Mali : Rumeurs de putsch, tensions internes, pluie d’arrestations. La junte face à ses propres fantômes

2025-08-14 13:58:00
En l’espace de quelques jours, entre 36 et 40 militaires maliens, dont de hauts gradés, ont été arrêtés dans ce qui ressemble à un vaste coup de filet interne.

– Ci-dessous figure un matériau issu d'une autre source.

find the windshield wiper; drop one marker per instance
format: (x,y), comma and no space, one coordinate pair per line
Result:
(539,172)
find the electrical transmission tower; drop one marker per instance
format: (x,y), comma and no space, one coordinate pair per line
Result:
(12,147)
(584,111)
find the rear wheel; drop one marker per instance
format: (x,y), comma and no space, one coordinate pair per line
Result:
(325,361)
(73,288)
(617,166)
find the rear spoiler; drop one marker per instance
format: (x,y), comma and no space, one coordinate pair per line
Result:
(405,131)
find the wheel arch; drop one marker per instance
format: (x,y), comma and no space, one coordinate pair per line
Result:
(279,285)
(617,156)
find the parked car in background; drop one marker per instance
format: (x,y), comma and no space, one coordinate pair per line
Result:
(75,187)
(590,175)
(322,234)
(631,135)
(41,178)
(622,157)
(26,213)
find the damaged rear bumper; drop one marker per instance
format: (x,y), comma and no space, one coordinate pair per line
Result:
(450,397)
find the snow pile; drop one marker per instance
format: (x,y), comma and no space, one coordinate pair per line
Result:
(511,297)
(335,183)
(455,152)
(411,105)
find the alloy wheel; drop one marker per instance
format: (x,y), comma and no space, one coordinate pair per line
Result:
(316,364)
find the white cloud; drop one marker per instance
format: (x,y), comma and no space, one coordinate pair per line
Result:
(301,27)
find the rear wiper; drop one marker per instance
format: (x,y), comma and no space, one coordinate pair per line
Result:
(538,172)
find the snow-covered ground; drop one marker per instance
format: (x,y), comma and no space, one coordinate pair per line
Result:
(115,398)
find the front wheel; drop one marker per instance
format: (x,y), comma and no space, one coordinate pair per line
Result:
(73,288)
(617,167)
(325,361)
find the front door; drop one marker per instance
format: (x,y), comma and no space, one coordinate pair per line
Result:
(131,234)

Parmi eux, deux figures marquantes : le général Abass Dembélé, ancien
gouverneur de Mopti, et la générale de brigade Nema Sagara, l’une des femmes
les plus gradées de l’armée malienne, au parcours salué au Mali comme à
l’international. Formée au Mali, en France et aux États-Unis, cette dernière a
participé directement aux combats pour protéger les populations civiles, ce qui
rend son arrestation d’autant plus saisissante. Officiellement, silence radio :
ni l’armée ni le gouvernement ne confirment les faits, mais les confidences en
coulisses évoquent une volonté claire de neutraliser toute contestation dans
les rangs militaires, pilier du pouvoir depuis les coups d’État de 2020 et
2021.
Cette vague d’arrestations survient dans un climat politique verrouillé. En
avril, la « conférence nationale de refondation » a recommandé de confier à
Assimi Goïta un mandat présidentiel de cinq ans, renouvelable sans limite,
tandis que partis et activités politiques sont gelés depuis mai. Sur le
terrain, la situation sécuritaire reste critique : le Groupe de soutien à
l’islam et aux musulmans (JNIM), affilié à Al-Qaïda, multiplie attaques,
enlèvements et contrôle des routes commerciales, élargissant son influence au
Burkina Faso et au Niger. Les groupes armés combinent désormais guérilla
classique et guerre psychologique, entretenant un climat de peur dans les zones
rurales et ébranlant les priorités affichées de la junte : sécurité, intégrité
territoriale et souveraineté.
Depuis son arrivée au pouvoir, la junte a rompu avec ses alliés occidentaux
traditionnels, mis fin à la coopération avec la France et quitté le G5 Sahel,
ouvrant la voie à un partenariat stratégique avec la Russie. Mais cette
proximité, saluée par certains, est vue par d’autres comme une nouvelle
dépendance. L’arrestation soudaine de cadres influents révèle un pouvoir de
plus en plus nerveux, peut-être hanté par la peur de la trahison. Dans une
armée censée être le socle de son autorité, l’apparition de fractures internes
pourrait représenter une menace plus dangereuse qu’un ennemi extérieur.